8

I would like to know whether it is possible to determine whether a value of for example 256 bit length is a SHA-256 hash or a random, equally distributed value. Is there any research related to common hash functions? Can this property be derived from the avalanche effect?

I would like to know because I would like to include plain text hash values in a steganographic medium, where the stegosystem bases on white noise to be turned into sentences, with number of words per sentences, that have the same distribution of length as usual in this language. Encryption of the hash values is not possible, because at that point of the designed protocol, no key exchange has been performed, yet.

Thank you for all answers or questions related to this problem.

jeteon
  • 143
  • 4

2 Answers2

18

A SHA-256 hash is, until broken by cryptanalysis, indistinguishable from 256 bits of random noise. The only way to defeat this is by enumerating inputs until you find a matching hash.
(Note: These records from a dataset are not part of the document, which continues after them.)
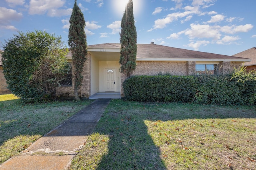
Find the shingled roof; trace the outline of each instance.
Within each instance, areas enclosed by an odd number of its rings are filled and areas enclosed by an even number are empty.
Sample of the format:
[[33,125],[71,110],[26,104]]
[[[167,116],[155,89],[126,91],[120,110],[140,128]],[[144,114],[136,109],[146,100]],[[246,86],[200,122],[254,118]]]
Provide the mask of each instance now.
[[256,48],[253,47],[245,51],[235,54],[233,56],[250,59],[252,61],[250,62],[244,63],[245,66],[250,66],[256,65]]
[[[215,61],[246,62],[250,60],[243,57],[222,55],[189,50],[151,44],[138,44],[137,59],[138,61]],[[88,51],[100,49],[118,49],[119,43],[108,43],[88,45]]]

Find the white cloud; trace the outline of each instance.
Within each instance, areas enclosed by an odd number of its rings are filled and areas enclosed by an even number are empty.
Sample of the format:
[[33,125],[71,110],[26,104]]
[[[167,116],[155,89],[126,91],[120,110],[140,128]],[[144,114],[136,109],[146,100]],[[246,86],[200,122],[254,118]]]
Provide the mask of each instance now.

If there isn't much entropy in the input (e.g., it's an English word, or it's a value that repeats), it will be relatively simple for an attacker to distinguish it from random noise and possibly even determine the data that was originally hashed.

Stephen Touset
  • 11,162
  • 1
  • 39
  • 53
0

The point of a hash is that the slightest change in input has a cascading change on the resulting hash. With a hashing algorithm like SHA-256, it is designed to behave like a random oracle, which should provide a high amount of entropy, simliar to that of randomly generated numbers.

If you look at some of the applications of SHA256 today, they depend on the output values being randomly distributed.